- Marquis Location of Marquis in Edmonton
- Coordinates: 53°38′49″N 113°20′17″W﻿ / ﻿53.647°N 113.338°W
- Country: Canada
- Province: Alberta
- City: Edmonton
- Quadrant: NW/NE
- Ward: Dene
- Sector: North
- Area: Horse Hill

Government
- • Administrative body: Edmonton City Council
- • Councillor: Aaron Paquette

Area
- • Total: 9.99 km^{2} (3.86 sq mi)

= Marquis, Edmonton =

Marquis is a future neighbourhood in northeast Edmonton, Alberta, Canada. Subdivision and development of the neighbourhood will be guided by the Marquis Neighbourhood Structure Plan (NSP), which was adopted by Edmonton City Council on April 28, 2015.
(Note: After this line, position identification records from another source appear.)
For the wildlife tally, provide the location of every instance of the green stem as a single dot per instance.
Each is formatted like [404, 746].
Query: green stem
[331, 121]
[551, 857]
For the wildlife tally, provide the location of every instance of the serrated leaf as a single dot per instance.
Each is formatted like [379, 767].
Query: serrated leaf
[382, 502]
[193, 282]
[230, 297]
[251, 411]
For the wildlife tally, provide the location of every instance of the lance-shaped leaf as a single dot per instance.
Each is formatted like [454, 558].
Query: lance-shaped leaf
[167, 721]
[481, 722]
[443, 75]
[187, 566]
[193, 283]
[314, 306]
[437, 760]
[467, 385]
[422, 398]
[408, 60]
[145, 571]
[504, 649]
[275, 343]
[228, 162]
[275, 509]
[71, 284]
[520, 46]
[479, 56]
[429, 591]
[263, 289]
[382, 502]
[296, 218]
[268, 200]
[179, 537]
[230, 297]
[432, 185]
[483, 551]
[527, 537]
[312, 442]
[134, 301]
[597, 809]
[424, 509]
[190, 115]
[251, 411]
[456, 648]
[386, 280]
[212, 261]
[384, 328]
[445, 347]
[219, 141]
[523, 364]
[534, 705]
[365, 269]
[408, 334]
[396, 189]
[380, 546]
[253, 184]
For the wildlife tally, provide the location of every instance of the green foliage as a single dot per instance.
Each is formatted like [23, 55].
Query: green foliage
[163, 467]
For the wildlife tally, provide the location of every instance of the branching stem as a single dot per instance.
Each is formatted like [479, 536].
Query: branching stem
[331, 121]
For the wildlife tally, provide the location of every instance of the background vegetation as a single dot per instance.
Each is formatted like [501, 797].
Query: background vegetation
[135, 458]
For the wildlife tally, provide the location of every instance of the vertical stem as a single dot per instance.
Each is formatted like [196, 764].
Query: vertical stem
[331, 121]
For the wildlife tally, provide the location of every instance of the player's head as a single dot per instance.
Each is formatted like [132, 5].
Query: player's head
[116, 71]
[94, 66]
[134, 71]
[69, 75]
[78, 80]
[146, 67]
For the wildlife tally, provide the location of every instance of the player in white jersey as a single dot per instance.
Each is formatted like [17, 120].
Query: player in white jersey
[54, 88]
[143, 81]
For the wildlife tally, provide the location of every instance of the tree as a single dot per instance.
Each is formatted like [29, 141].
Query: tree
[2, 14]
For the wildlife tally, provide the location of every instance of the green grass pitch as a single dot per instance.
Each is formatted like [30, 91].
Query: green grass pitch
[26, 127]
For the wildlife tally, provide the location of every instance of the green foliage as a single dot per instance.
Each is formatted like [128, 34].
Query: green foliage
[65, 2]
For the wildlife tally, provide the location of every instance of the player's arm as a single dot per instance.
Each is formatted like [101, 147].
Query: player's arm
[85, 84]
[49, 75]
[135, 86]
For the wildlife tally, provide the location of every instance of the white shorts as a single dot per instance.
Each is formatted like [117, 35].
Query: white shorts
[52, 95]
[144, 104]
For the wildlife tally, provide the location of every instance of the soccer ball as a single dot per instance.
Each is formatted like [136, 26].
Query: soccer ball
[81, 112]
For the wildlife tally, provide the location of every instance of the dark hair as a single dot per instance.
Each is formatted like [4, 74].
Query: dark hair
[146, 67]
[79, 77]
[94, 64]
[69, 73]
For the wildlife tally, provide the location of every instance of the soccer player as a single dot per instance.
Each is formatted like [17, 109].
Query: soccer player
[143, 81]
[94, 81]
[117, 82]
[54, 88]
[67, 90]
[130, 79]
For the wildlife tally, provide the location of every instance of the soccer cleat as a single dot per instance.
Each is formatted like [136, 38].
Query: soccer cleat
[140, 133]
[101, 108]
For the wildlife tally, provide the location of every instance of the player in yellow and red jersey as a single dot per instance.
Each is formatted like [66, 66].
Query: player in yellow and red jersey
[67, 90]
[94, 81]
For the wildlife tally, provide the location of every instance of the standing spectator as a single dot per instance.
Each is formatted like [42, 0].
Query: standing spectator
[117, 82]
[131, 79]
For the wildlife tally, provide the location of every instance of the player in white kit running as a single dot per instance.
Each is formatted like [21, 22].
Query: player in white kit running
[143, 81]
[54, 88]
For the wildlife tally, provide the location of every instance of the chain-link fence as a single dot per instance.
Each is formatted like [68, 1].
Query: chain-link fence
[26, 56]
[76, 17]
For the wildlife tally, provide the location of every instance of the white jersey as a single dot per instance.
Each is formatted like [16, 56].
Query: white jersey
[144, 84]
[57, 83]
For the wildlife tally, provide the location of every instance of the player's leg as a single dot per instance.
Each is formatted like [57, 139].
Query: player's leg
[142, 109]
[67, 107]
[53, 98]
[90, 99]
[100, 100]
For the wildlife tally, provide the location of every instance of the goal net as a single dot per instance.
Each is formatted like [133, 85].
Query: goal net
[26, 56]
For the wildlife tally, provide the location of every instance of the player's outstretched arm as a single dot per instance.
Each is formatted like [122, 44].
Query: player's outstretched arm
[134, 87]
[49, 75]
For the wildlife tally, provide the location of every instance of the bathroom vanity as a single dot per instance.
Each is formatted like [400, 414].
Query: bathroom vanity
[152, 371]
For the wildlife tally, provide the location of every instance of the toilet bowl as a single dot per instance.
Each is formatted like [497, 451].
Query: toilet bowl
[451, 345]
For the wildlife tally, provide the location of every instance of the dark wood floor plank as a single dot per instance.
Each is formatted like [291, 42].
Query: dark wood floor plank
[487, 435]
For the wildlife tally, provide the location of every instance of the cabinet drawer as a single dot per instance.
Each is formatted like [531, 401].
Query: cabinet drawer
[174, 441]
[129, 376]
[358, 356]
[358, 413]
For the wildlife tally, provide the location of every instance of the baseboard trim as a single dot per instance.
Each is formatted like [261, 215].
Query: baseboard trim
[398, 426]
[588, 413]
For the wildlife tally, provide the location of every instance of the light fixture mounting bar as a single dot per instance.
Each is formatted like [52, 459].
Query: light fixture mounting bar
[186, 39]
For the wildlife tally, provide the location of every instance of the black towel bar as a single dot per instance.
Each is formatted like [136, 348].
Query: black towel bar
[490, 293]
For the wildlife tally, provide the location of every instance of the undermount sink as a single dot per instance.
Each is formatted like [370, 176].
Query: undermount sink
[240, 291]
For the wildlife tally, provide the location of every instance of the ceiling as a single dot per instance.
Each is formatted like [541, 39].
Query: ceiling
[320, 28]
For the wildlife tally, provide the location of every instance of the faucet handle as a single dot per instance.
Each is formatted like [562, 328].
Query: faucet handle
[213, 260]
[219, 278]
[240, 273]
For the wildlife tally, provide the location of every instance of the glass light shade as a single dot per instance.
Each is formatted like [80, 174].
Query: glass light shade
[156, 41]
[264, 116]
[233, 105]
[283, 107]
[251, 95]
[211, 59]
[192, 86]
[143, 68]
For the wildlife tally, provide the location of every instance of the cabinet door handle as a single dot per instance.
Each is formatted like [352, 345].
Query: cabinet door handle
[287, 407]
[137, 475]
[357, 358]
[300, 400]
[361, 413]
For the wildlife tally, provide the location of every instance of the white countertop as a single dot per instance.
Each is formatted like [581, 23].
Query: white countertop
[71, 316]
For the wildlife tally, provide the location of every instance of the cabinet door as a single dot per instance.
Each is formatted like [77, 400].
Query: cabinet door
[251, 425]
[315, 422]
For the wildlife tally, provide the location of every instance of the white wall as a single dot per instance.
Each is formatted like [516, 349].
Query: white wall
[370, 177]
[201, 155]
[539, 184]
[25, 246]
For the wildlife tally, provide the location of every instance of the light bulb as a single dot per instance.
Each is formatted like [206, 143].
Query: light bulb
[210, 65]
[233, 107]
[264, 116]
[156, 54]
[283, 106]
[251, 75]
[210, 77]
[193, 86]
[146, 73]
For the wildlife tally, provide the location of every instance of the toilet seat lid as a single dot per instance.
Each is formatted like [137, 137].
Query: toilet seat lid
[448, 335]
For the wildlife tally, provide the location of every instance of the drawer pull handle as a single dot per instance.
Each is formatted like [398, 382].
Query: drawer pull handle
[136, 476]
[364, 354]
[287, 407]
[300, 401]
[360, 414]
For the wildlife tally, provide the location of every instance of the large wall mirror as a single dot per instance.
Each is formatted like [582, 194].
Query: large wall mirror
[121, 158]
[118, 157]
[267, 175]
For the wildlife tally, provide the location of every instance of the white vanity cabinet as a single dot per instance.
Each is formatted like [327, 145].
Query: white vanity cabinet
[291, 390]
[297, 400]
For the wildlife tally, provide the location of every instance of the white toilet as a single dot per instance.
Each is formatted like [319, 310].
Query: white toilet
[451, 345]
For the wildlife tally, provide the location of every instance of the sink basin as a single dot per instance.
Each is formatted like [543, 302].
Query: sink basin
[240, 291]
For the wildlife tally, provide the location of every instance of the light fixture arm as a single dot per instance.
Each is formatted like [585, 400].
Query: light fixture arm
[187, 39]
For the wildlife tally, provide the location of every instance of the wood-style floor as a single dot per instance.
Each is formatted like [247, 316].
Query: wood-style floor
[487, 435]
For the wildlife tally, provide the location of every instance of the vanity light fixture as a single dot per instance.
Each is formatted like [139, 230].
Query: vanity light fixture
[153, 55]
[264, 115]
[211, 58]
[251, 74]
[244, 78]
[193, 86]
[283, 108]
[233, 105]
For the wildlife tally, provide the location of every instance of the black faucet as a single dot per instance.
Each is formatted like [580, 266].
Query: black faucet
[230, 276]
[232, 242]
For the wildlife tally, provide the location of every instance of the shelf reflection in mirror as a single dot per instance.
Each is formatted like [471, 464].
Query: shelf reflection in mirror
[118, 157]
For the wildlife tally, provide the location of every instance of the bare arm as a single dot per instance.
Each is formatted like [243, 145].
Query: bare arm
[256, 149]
It is located within the Horse Hill area of Edmonton and was originally considered Horse Hill Neighbourhood 2 within the Horse Hill Area Structure Plan (ASP).
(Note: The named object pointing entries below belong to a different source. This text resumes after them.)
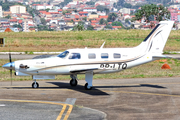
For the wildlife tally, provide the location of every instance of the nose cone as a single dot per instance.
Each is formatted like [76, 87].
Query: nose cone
[10, 66]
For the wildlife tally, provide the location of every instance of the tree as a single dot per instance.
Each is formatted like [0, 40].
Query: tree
[127, 5]
[108, 27]
[102, 8]
[126, 20]
[90, 3]
[93, 13]
[8, 17]
[120, 3]
[62, 4]
[81, 22]
[112, 17]
[43, 21]
[85, 18]
[90, 27]
[17, 26]
[78, 27]
[102, 21]
[47, 10]
[117, 23]
[146, 11]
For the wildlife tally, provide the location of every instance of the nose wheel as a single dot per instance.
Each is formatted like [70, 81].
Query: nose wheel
[35, 85]
[73, 82]
[87, 87]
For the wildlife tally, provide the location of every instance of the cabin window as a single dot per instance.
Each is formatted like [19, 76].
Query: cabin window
[117, 55]
[75, 56]
[92, 56]
[63, 54]
[104, 55]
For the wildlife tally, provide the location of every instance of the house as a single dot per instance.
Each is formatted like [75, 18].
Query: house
[6, 13]
[13, 22]
[126, 16]
[92, 16]
[54, 22]
[174, 16]
[17, 9]
[81, 13]
[61, 22]
[15, 29]
[90, 9]
[116, 27]
[67, 15]
[60, 10]
[104, 17]
[42, 7]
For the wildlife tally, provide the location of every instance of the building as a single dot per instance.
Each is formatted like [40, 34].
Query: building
[42, 7]
[90, 10]
[175, 1]
[125, 11]
[25, 26]
[1, 11]
[174, 16]
[17, 9]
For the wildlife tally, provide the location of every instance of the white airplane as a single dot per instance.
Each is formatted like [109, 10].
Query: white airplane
[94, 61]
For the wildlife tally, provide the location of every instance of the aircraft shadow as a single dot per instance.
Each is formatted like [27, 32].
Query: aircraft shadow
[78, 88]
[141, 85]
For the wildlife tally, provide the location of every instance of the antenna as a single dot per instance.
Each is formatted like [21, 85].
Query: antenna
[102, 45]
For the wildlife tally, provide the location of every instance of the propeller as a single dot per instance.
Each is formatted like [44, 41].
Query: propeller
[10, 60]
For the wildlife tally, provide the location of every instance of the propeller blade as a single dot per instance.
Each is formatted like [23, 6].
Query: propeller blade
[10, 57]
[11, 75]
[10, 60]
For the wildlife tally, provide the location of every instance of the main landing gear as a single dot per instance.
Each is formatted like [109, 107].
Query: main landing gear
[35, 84]
[73, 81]
[88, 78]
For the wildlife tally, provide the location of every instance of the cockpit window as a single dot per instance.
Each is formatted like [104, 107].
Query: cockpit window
[63, 54]
[74, 56]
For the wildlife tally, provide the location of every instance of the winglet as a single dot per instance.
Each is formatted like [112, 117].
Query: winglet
[102, 45]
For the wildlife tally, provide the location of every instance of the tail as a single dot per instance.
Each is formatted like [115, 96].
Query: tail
[154, 43]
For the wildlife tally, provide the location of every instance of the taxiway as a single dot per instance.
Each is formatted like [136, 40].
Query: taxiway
[140, 98]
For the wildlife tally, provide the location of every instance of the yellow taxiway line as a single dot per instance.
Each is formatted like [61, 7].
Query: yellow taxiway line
[43, 102]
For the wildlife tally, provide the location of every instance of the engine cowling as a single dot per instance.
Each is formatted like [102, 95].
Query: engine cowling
[21, 74]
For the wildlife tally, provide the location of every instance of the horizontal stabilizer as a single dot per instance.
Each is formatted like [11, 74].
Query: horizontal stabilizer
[83, 70]
[161, 56]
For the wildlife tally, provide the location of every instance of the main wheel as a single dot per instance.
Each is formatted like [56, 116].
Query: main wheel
[35, 85]
[87, 87]
[73, 82]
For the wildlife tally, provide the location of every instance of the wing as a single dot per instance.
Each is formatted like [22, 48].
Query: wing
[161, 56]
[83, 69]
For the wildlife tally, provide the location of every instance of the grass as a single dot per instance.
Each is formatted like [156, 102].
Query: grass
[62, 40]
[149, 70]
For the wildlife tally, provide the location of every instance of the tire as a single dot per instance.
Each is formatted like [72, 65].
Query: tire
[73, 82]
[35, 85]
[86, 87]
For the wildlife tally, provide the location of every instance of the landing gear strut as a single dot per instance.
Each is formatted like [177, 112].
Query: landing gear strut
[73, 81]
[87, 87]
[35, 84]
[88, 78]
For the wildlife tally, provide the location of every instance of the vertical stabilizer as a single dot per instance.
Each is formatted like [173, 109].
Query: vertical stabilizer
[157, 39]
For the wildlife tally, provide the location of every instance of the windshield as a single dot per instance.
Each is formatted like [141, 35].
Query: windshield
[63, 54]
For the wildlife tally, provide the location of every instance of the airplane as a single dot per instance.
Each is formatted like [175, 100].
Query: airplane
[91, 61]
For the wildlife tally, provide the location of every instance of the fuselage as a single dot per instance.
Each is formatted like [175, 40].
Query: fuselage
[101, 60]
Horse Hill is bounded on the northwest by Manning Drive, north by the future Horse Hill Neighbourhood 4, east and southeast by the North Saskatchewan River valley, south by the future Horse Hill Neighbourhood 2 and the current Evergreen neighbourhood, and west by the future Horse Hill Neighbourhood 3.